Aging is a complex biological process that affects cellular homeostasis and tissue function, with skin aging being a visible manifestation. This study investigated the effects of the argan extract PhytoCellTec™ Argan (PC) on human skin fibroblasts and adult stem cells. The PC treatment significantly enhanced fibroblast proliferation, as demonstrated by an increased proportion of BrdU-positive cells and cumulative population doublings while reducing senescence levels. The most pronounced effects were observed at concentrations of 0.1% and 0.5%, indicating an optimal range for promoting cellular proliferation and reducing cellular senescence. These findings align with previous studies showing that plant-derived bioactive compounds can stimulate fibroblast activity and reduce senescence, thereby supporting skin regeneration and wound healing [57,58,59]. Bejaoui et al. similarly reported that argan press cake extract promoted proliferation and reduced senescence in dermal papilla cells, a specialized fibroblast population involved in hair follicle health [60].

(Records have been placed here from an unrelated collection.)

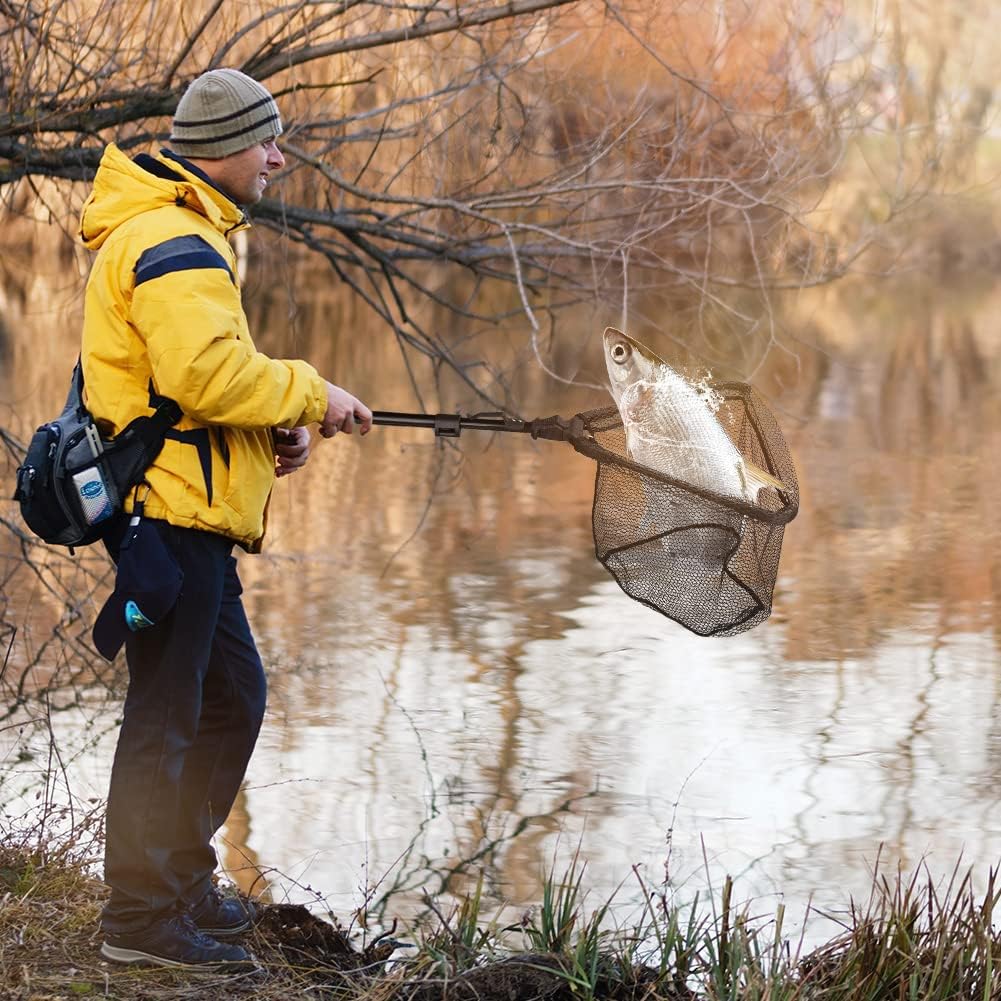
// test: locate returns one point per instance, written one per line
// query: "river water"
(457, 687)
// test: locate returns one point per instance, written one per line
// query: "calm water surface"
(456, 686)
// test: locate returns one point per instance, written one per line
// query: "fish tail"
(756, 478)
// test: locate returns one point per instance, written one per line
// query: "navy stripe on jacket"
(181, 253)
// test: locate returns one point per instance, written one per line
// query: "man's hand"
(291, 449)
(342, 412)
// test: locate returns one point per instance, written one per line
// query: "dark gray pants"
(192, 713)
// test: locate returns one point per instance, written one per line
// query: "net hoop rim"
(588, 445)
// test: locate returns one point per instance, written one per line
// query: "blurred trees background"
(484, 160)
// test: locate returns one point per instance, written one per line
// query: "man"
(163, 319)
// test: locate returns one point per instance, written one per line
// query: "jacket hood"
(123, 188)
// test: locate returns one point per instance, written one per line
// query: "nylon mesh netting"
(707, 561)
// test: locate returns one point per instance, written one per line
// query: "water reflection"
(454, 678)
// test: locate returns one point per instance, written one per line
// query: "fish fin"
(755, 478)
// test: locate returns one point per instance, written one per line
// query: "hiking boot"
(175, 942)
(222, 917)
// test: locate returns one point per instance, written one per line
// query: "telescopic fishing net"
(708, 561)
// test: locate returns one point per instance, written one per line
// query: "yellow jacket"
(163, 317)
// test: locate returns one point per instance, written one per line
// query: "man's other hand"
(343, 411)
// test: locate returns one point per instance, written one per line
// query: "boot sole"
(229, 932)
(136, 957)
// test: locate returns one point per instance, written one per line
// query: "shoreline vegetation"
(914, 939)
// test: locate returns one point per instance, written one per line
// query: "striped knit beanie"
(223, 111)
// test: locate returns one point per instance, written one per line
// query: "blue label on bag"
(134, 619)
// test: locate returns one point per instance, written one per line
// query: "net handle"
(452, 424)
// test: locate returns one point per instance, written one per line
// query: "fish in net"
(689, 523)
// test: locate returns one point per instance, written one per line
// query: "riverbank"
(912, 940)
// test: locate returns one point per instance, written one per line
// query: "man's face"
(244, 175)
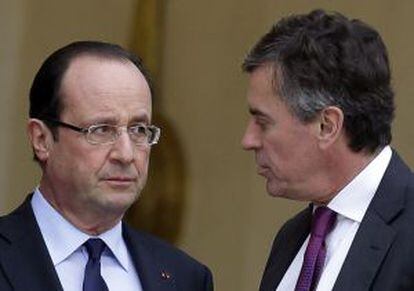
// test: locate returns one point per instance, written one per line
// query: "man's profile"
(321, 107)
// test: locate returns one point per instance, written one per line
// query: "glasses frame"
(87, 131)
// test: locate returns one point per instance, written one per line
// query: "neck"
(341, 169)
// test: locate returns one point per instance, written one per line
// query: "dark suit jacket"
(381, 256)
(25, 263)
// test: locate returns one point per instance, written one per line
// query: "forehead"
(95, 87)
(261, 93)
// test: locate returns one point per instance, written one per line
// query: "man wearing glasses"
(91, 133)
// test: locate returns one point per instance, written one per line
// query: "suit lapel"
(152, 274)
(376, 234)
(24, 258)
(284, 249)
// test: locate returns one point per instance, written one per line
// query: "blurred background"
(203, 194)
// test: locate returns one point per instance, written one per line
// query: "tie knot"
(95, 248)
(323, 221)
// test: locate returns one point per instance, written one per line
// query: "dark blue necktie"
(93, 280)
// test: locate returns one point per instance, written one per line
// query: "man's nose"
(123, 150)
(250, 140)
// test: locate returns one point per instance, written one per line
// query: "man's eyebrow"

Interestingly, higher concentrations of the PC extract (1% and 5%) induced adverse effects. At 1%, PC increased senescence by 6%, while 5% resulted in complete cell death within 24 h. This underscores a dose-dependent response, where low to moderate concentrations exert beneficial effects, but higher doses may provoke cellular stress, apoptosis, or metabolic imbalance. These effects are consistent with previous observations that phytochemicals such as phytosterols, tocopherols, and saponins, components of argan extracts, exhibit anti-proliferative effects on cancer cell lines at high doses [61,62].
The aging process is closely associated with oxidative stress, characterized by an imbalance between ROS production and the antioxidant defense system [63,64]. Excess ROS damages cellular components such as lipids, proteins, and DNA, contributing to cellular dysfunctions and the breakdown of collagen and elastin, leading to reduced elasticity and aging of the skin [65,66]. Antioxidants are therefore widely studied for their ability to counteract oxidative stress and delay the aging process [67]. In this study, aged fibroblasts characterized by elevated basal ROS levels were used to evaluate the antioxidant effects of PC. The aim was to determine whether PC could help restore redox homeostasis toward physiological levels. The observed reductions in ROS levels by 7.1% and 16.6% following treatment with PC 0.1% and 0.5%, respectively, indicate a meaningful modulation of oxidative stress in this cellular context. These results suggest that PC contributes to the normalization of intracellular ROS levels, supporting its role in mitigating oxidative damage during aging. Although a classical antioxidant control was not included in this study, its incorporation in future experiments will be important for benchmarking the antioxidant efficacy of PC against established reference compounds. PC exhibited strong antioxidant activity, demonstrated by ABTS/TEAC scavenging and reduced intracellular ROS levels at 0.1% and 0.5%. These effects are likely due to bioactive compounds in the argan callus extract, such as linoleic and oleic acids, polyphenols, sterols, and tocopherols, which have documented antioxidant activity [23,68,69]. PC also inhibited elastase activity, which increases during aging and contributes to elastin degradation and the loss of skin elasticity [70,71,72]. Inhibiting elastase helps preserve the dermal extracellular matrix, suggesting a functional anti-aging benefit that complements PC’s antioxidant action.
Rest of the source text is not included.